The walruses stop at this beach to take a break during their migration. Each year, fewer walruses survive the journey because as oceanic ice flows melt, there are fewer places for the walruses to rest on their trip. Many die from exhaustion. In 2020, the year this was filmed, record-high temperatures led to a record-high number of walrus deaths. The camera observes Chakilev as he tallies the dead. It is profoundly sad and serves as irrefutable evidence of our warming climate’s effect on the natural world, even in places we rarely see.


The final analysis


Netflix has had at least one nominee in this category in each of the past seven years, fielding two winners (The White Helmets in 2016 and Period. End of Sentence. in 2018). Last year, the streaming giant had three of the five nominated doc shorts, though all lost to the New York Times-produced The Queen of Basketball. This year, what I would call the two frontrunners both come from Netflix: The Elephant Whisperers and The Martha Mitchell Effect


Between the two, I would give the edge to The Elephant Whisperers, which has the benefit of a sweet, compelling love story between its two main human subjects, in addition to the beautiful elephant footage. A spoiler could come in the form of Stranger at the Gate, which has the whiff of political relevance, and voters may take to the central story arc, which I found questionable but some may find inspirational. For now, I’m sticking with my gut.

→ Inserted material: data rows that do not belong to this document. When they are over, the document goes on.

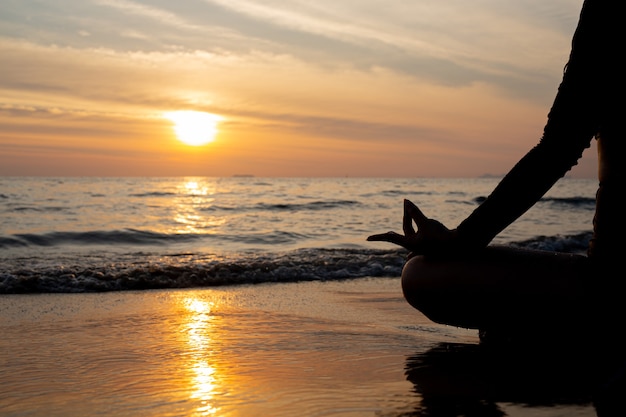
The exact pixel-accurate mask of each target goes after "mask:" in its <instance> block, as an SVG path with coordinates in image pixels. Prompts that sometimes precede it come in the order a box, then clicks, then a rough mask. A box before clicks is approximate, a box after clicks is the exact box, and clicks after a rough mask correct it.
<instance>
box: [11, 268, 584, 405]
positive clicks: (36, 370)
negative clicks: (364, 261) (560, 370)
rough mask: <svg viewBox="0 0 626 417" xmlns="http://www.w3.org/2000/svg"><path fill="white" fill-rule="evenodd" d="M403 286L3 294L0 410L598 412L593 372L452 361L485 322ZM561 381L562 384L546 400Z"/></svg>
mask: <svg viewBox="0 0 626 417" xmlns="http://www.w3.org/2000/svg"><path fill="white" fill-rule="evenodd" d="M398 285H399V283H398V281H397V279H388V278H378V279H359V280H349V281H335V282H325V283H322V282H308V283H292V284H262V285H256V286H247V285H246V286H238V287H224V288H220V289H201V290H175V291H172V290H167V291H142V292H134V291H127V292H119V293H100V294H41V295H5V296H3V297H1V298H0V314H2V317H3V321H2V323H0V332H2V335H3V338H2V339H0V363H2V366H1V367H0V381H2V383H1V384H0V414H1V415H2V416H7V417H8V416H24V415H28V416H95V415H115V416H210V415H215V416H285V417H287V416H296V415H297V416H329V415H332V416H394V417H400V416H409V415H411V416H421V417H444V416H451V415H470V414H467V413H469V412H472V411H473V412H474V413H476V412H477V411H480V410H482V413H479V414H475V415H485V416H489V415H494V416H495V415H499V416H518V417H527V416H546V417H547V416H551V417H554V416H578V417H590V416H594V415H595V413H594V411H593V407H592V406H591V405H590V403H589V398H588V397H585V396H584V395H581V393H580V392H578V391H577V389H575V388H572V387H573V386H574V387H575V386H578V385H580V382H581V381H582V382H584V380H575V378H574V379H573V380H572V384H564V383H563V378H570V379H572V378H571V376H568V375H560V376H558V375H557V376H555V375H554V374H550V373H548V374H546V375H539V374H537V375H534V376H533V379H525V380H524V383H525V384H524V385H526V389H521V390H520V389H517V390H510V389H509V388H510V387H509V386H508V385H507V384H512V383H513V381H520V378H519V376H518V375H517V374H516V372H519V371H520V370H519V369H517V370H516V369H514V367H511V372H509V373H503V374H501V375H500V376H499V378H498V379H497V380H496V381H495V383H494V381H493V380H489V379H488V378H487V377H486V376H485V375H487V376H488V374H485V370H486V369H487V368H484V367H480V366H478V367H474V368H472V367H467V366H466V367H457V368H454V369H450V368H449V367H446V366H443V365H442V364H447V363H455V360H456V361H457V362H456V363H461V362H459V361H458V360H459V359H463V362H462V363H465V364H471V363H476V360H479V359H480V358H481V356H480V355H478V354H477V353H476V351H475V350H474V349H475V348H476V347H477V337H476V334H475V332H474V331H469V330H464V329H457V328H452V327H448V326H440V325H437V324H434V323H432V322H430V321H428V320H427V319H426V318H425V317H423V316H422V315H421V314H419V313H418V312H417V311H415V310H413V309H412V308H411V307H409V306H408V305H407V304H406V302H405V301H404V300H403V299H402V296H401V293H400V290H399V287H398ZM442 355H443V357H442ZM442 358H443V359H442ZM467 359H470V360H467ZM472 359H474V360H472ZM515 362H516V361H515V360H513V362H509V366H510V364H511V363H515ZM506 363H507V362H502V363H501V364H500V365H502V366H504V367H505V368H504V369H506V366H507V365H506ZM507 375H508V376H507ZM503 376H504V377H503ZM525 376H528V374H525ZM550 378H552V380H551V382H553V383H555V384H559V385H558V386H559V387H565V388H563V389H559V392H558V395H555V396H553V397H552V398H548V399H546V398H544V397H545V396H544V395H543V394H545V392H544V391H542V390H545V389H546V387H545V385H546V384H543V383H541V381H542V380H543V381H548V380H550ZM555 378H556V379H555ZM577 383H578V385H576V384H577ZM494 387H499V389H497V390H496V389H495V388H494ZM533 387H537V389H538V390H533ZM518 388H519V384H518ZM568 390H569V391H568ZM571 390H573V391H571ZM512 392H513V393H516V395H511V393H512ZM538 399H542V400H543V401H537V400H538ZM477 407H478V408H477ZM485 412H488V413H487V414H485ZM454 413H456V414H454ZM462 413H465V414H462Z"/></svg>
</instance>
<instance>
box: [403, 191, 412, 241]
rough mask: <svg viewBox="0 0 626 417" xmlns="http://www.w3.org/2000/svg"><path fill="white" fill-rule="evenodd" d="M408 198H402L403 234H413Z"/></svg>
mask: <svg viewBox="0 0 626 417" xmlns="http://www.w3.org/2000/svg"><path fill="white" fill-rule="evenodd" d="M407 201H408V200H404V215H403V216H402V231H403V232H404V235H405V236H411V235H414V234H415V229H414V228H413V217H412V216H411V213H410V211H409V209H408V207H407V204H406V202H407Z"/></svg>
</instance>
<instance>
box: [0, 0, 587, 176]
mask: <svg viewBox="0 0 626 417" xmlns="http://www.w3.org/2000/svg"><path fill="white" fill-rule="evenodd" d="M581 6H582V0H552V1H545V0H450V1H447V0H412V1H407V0H391V1H390V0H341V1H337V0H332V1H329V0H180V1H175V2H173V1H169V0H0V56H1V57H2V58H1V63H0V175H3V176H12V175H34V176H40V175H41V176H232V175H255V176H265V177H273V176H280V177H315V176H324V177H474V176H481V175H502V174H505V173H506V172H507V171H508V170H509V169H510V168H511V167H512V166H513V165H514V164H515V163H516V162H517V161H518V160H519V159H520V158H521V157H522V156H523V155H524V154H525V153H526V152H527V151H528V150H529V149H530V148H531V147H532V146H534V145H535V144H537V142H538V141H539V139H540V137H541V133H542V131H543V126H544V125H545V122H546V117H547V113H548V111H549V109H550V106H551V105H552V101H553V99H554V95H555V93H556V91H557V88H558V85H559V82H560V80H561V76H562V74H563V68H564V66H565V64H566V62H567V57H568V55H569V50H570V45H571V38H572V34H573V32H574V30H575V28H576V24H577V21H578V17H579V13H580V8H581ZM191 111H193V112H202V113H189V112H191ZM181 112H187V113H181ZM181 114H187V115H196V116H197V115H202V114H204V116H205V117H204V118H203V120H204V121H202V122H184V121H181V120H180V117H179V118H177V117H176V115H181ZM188 119H193V120H195V119H198V117H190V118H189V117H188ZM181 130H187V131H188V132H189V131H191V133H192V134H195V135H196V136H197V135H202V136H203V137H205V138H206V139H212V141H211V142H209V143H206V144H203V145H189V144H186V143H184V142H183V141H182V140H183V139H184V137H181V133H180V131H181ZM596 171H597V168H596V153H595V149H594V148H590V149H589V150H587V151H586V152H585V154H584V156H583V158H582V159H581V161H580V162H579V164H578V165H577V166H576V167H574V169H573V170H572V171H571V172H570V173H568V176H572V177H587V178H593V177H595V176H596Z"/></svg>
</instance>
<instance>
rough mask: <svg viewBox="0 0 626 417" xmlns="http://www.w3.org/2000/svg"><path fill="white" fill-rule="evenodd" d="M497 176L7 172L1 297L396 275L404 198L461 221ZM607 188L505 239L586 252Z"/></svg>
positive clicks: (571, 193)
mask: <svg viewBox="0 0 626 417" xmlns="http://www.w3.org/2000/svg"><path fill="white" fill-rule="evenodd" d="M497 181H498V180H497V179H494V178H466V179H434V178H430V179H424V178H415V179H394V178H379V179H372V178H22V177H14V178H11V177H3V178H0V249H1V251H0V293H29V292H30V293H33V292H34V293H41V292H89V291H123V290H140V289H155V288H192V287H204V286H216V285H233V284H246V283H259V282H286V281H303V280H304V281H308V280H320V281H324V280H336V279H347V278H360V277H371V276H384V277H397V276H399V275H400V271H401V268H402V265H403V262H404V259H405V256H406V252H405V251H404V250H402V249H401V248H398V247H396V246H395V245H391V244H389V243H384V242H367V241H366V237H367V236H368V235H370V234H373V233H380V232H385V231H388V230H400V229H401V219H402V200H403V198H410V199H412V200H413V201H414V202H415V203H417V204H419V205H420V207H421V208H422V209H423V211H424V213H425V214H426V215H428V216H432V217H435V218H437V219H439V220H441V221H443V222H444V223H446V224H447V225H449V226H450V227H453V226H455V225H456V224H457V223H458V222H459V221H460V220H461V219H463V218H465V217H466V216H467V215H468V214H469V213H471V211H472V210H473V209H474V208H475V207H476V206H477V205H478V204H479V202H480V201H481V200H482V199H483V198H485V197H486V196H487V195H488V193H489V192H490V191H491V190H492V189H493V187H494V186H495V185H496V184H497ZM595 189H596V182H595V181H593V180H578V179H564V180H562V181H561V182H559V183H558V184H557V185H556V186H555V187H554V188H553V189H552V190H550V192H549V193H548V194H547V195H546V196H545V198H544V199H542V200H541V201H540V202H539V203H538V204H537V206H536V207H533V208H532V209H531V210H530V211H529V212H528V213H526V214H525V215H524V216H523V217H522V218H520V219H519V220H518V221H516V222H515V223H514V224H512V225H511V226H510V227H509V228H507V229H506V230H505V231H504V232H503V233H502V234H501V235H499V236H498V237H497V238H496V239H495V241H494V243H501V244H515V245H518V246H523V247H532V248H539V249H546V250H559V251H565V252H579V253H582V252H584V251H585V249H586V246H587V242H588V240H589V237H590V231H591V220H592V218H593V212H594V202H595V199H594V197H595Z"/></svg>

Will win: The Elephant Whisperers

Should win: Haulout

Should have been here: The Flagmakers


A note about my favorite snub: I had a chance to catch The Flagmakers, from directors Cynthia Wade and Sharon Liese, as part of a free National Geographic film series at the American Cinematheque. I found it a stirring dissection of what a symbol like the US flag can mean to the immigrants tasked with manufacturing it. Never shying away from difficult questions and hard truths about this nation, the film would have been a more than worthy inclusion on this list.